AARP Eye Center
Pat Jones Scott’s mission is preparing others to take care of disabled loved ones.
“I will go wherever I’m needed to talk about caregiving,” said Scott, 73, of Mechanicsville, a volunteer who leads several workshops a year based on AARP’s Prepare to Care: A Planning Guide for Families.
Scott believes caregivers should be trained in what to expect—preparation she didn’t have when her husband, Joe Scott, then 76, suffered a stroke just six weeks after their wedding in October 2014.
The only guidance she had in navigating the life change of caring for her husband was the advice of medical staff.
“You just fall in line, as you move day by day,” Pat Scott said.
A state Department of Health survey in 2015 showed that 1 in 5 Virginia adults had provided care or assistance in the previous month to a friend or family member who was living with a health problem or disability.
AARP Virginia is helping sponsor several conferences to support caregivers as part of November’s National Family Caregivers Month and is offering more than 50 caregiving-related events this year. Information about the events is posted on its website, aarp.org/va.
Music hits the right note
Lindsey Vajpeyi, director of education and outreach at Insight Memory Care Center, an adult day facility in Fairfax, is a believer in the transformative power of music.
Vajpeyi helped organize the Dementia Caregivers Conference this month in Alexandria, which will feature presentations by experts on aging and a performance by the Forgetful Friends Chorus, whose members are adults with dementia and their caregivers.
“When someone listens to music that’s important to them, it brings them back to earlier times,” Vajpeyi said. “When we can sing together or dance together, that’s a good way to still connect with our loved ones.”
Music helped Carmen Pastor better care for her mother, who has Alzheimer’s disease. Pastor, president and cofounder of Fuerza Contra Alzheimer’s, offers monthly workshops for patients, caregivers and family members.
Pastor, 61, gave up her advertising career to be her mother’s caregiver 10 years ago. “When she would start to get agitated or angry, we found that music would calm her down,” she said.

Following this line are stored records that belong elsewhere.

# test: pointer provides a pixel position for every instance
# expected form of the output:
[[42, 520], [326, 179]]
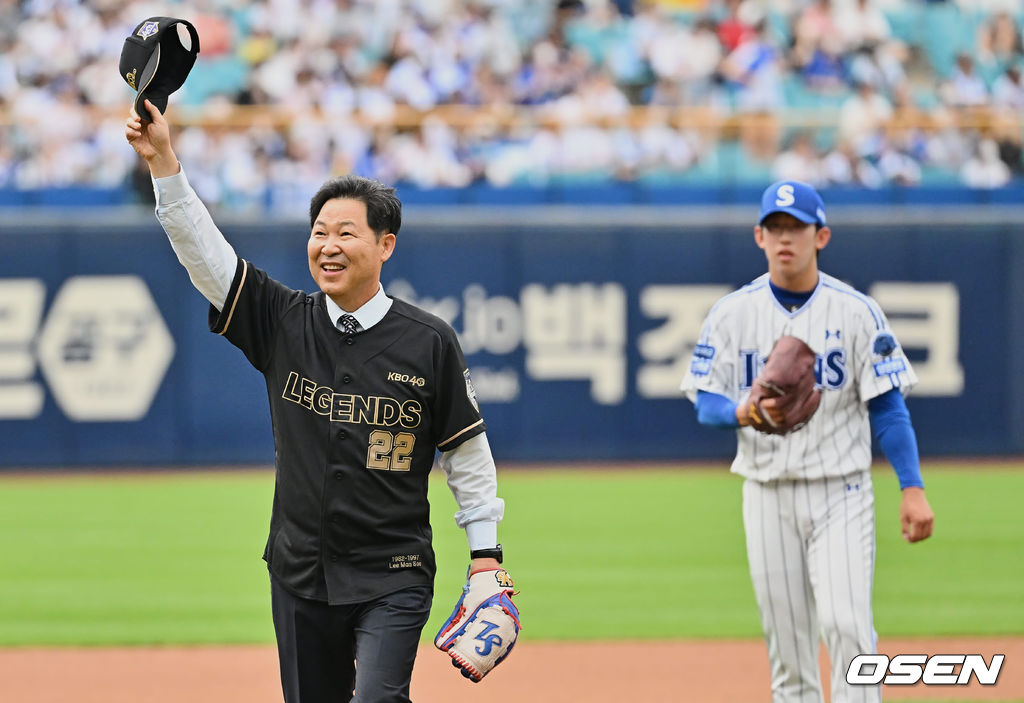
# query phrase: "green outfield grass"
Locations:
[[632, 554]]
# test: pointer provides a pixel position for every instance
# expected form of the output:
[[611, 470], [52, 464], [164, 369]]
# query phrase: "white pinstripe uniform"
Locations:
[[808, 503]]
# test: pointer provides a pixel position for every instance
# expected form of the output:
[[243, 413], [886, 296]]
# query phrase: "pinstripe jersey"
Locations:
[[858, 358]]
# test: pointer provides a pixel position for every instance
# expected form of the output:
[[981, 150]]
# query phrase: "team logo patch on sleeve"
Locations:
[[885, 344], [147, 30], [702, 355], [470, 391], [889, 366]]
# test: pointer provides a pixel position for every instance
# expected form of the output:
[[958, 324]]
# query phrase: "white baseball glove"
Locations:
[[483, 626]]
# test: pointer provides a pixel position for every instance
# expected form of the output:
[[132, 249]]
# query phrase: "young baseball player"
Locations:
[[364, 389], [808, 502]]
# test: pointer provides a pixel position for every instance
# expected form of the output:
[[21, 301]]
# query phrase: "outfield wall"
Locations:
[[577, 326]]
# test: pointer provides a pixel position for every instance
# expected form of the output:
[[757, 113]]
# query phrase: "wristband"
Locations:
[[493, 553]]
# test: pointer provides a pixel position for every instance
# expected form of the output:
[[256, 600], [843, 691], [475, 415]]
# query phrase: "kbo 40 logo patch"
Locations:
[[937, 669]]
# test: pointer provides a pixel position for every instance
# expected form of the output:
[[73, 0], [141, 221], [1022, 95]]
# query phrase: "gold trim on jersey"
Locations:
[[460, 433], [230, 312]]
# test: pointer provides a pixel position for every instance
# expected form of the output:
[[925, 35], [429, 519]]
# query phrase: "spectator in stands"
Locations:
[[861, 23], [985, 169], [754, 71], [800, 162], [965, 87], [844, 167], [998, 43], [862, 118], [1008, 89], [345, 91]]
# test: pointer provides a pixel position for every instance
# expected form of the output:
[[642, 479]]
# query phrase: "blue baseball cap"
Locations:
[[794, 198]]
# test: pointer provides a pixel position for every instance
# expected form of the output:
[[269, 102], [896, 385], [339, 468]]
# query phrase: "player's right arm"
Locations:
[[199, 245]]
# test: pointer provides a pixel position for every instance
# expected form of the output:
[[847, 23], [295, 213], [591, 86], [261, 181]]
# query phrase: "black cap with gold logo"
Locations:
[[156, 59]]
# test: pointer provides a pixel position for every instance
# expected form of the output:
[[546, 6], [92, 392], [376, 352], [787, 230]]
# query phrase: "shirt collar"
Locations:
[[371, 313]]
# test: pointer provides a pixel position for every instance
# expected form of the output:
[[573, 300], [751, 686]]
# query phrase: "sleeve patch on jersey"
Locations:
[[702, 355], [889, 366], [885, 344], [470, 391]]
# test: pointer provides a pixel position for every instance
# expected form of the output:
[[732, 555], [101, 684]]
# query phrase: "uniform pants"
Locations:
[[811, 551], [361, 652]]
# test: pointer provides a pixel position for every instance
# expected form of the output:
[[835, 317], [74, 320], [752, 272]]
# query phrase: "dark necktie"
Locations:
[[348, 324]]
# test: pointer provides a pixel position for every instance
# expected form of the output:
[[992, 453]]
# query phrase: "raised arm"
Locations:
[[200, 247]]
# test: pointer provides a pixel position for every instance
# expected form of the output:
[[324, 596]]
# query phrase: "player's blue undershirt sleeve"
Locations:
[[716, 410], [893, 430]]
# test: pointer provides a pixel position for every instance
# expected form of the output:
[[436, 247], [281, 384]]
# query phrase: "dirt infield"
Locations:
[[712, 671]]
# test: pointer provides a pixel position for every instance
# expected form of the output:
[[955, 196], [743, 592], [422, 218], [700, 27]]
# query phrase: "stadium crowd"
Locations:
[[446, 93]]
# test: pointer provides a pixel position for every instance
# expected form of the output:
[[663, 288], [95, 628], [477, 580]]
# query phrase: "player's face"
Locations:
[[792, 248], [345, 256]]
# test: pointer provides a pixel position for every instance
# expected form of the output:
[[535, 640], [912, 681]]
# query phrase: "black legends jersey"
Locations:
[[356, 421]]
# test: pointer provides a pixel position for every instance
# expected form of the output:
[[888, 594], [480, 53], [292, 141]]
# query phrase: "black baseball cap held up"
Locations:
[[156, 59]]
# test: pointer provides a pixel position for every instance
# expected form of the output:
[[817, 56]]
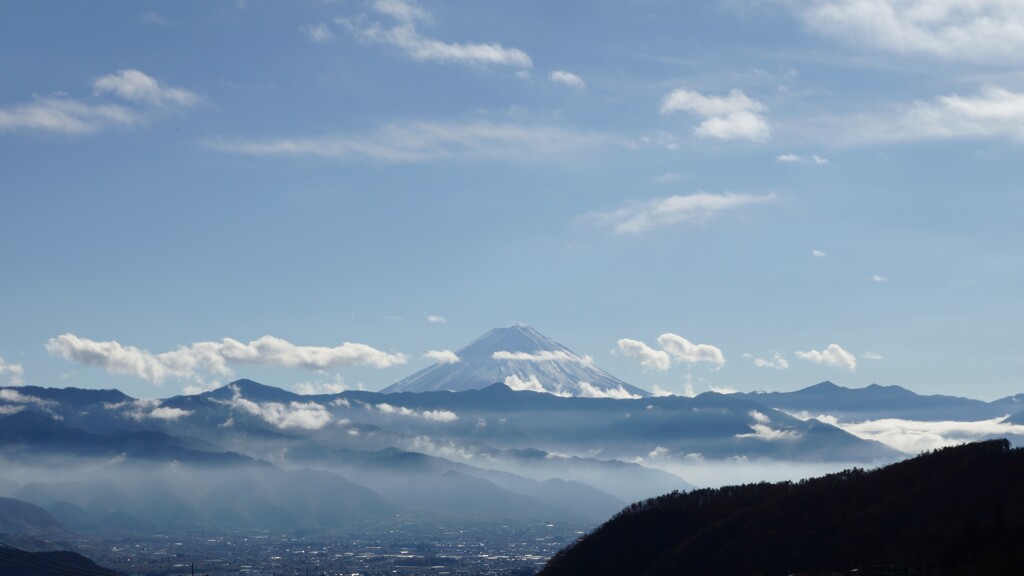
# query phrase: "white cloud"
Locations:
[[588, 389], [675, 347], [832, 356], [153, 18], [200, 386], [976, 30], [658, 392], [567, 79], [763, 430], [530, 384], [190, 362], [542, 356], [15, 397], [913, 437], [767, 434], [662, 212], [793, 159], [139, 410], [646, 356], [134, 85], [406, 36], [732, 117], [688, 353], [14, 372], [317, 33], [669, 177], [338, 385], [302, 415], [62, 114], [442, 356], [429, 415], [423, 141], [776, 361], [993, 113], [67, 116], [166, 413]]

After they moved to a retirement community, Pastor said her mother became “the queen of karaoke.”
Givers Need care, too
The desire to make caregiving easier prompted Anita White to persuade the Luncheon Pilot Club of Danville to hold a workshop in September with AARP Virginia and other partners.
White, 60, a retired Army colonel, had no experience as a family caregiver when she moved home to Danville in 2016 to care for her mother, who had dementia. Her mother passed away last year, but White now cares for her 88-year-old father and a brother with cerebral palsy.
Amy Goyer, AARP family and caregiving expert and author of the book Juggling Life, Work and Caregiving, was the workshop’s keynote speaker.
Caregivers need to take time off to go for a walk, see a movie or even have a few days’ break, Goyer said. “Caring for yourself while you care for others is essential.”
For November events related to caregiving around Virginia, go to states.aarp.org/vaevents/.
Sue Lindsey is a writer living in Roanoke, Virginia.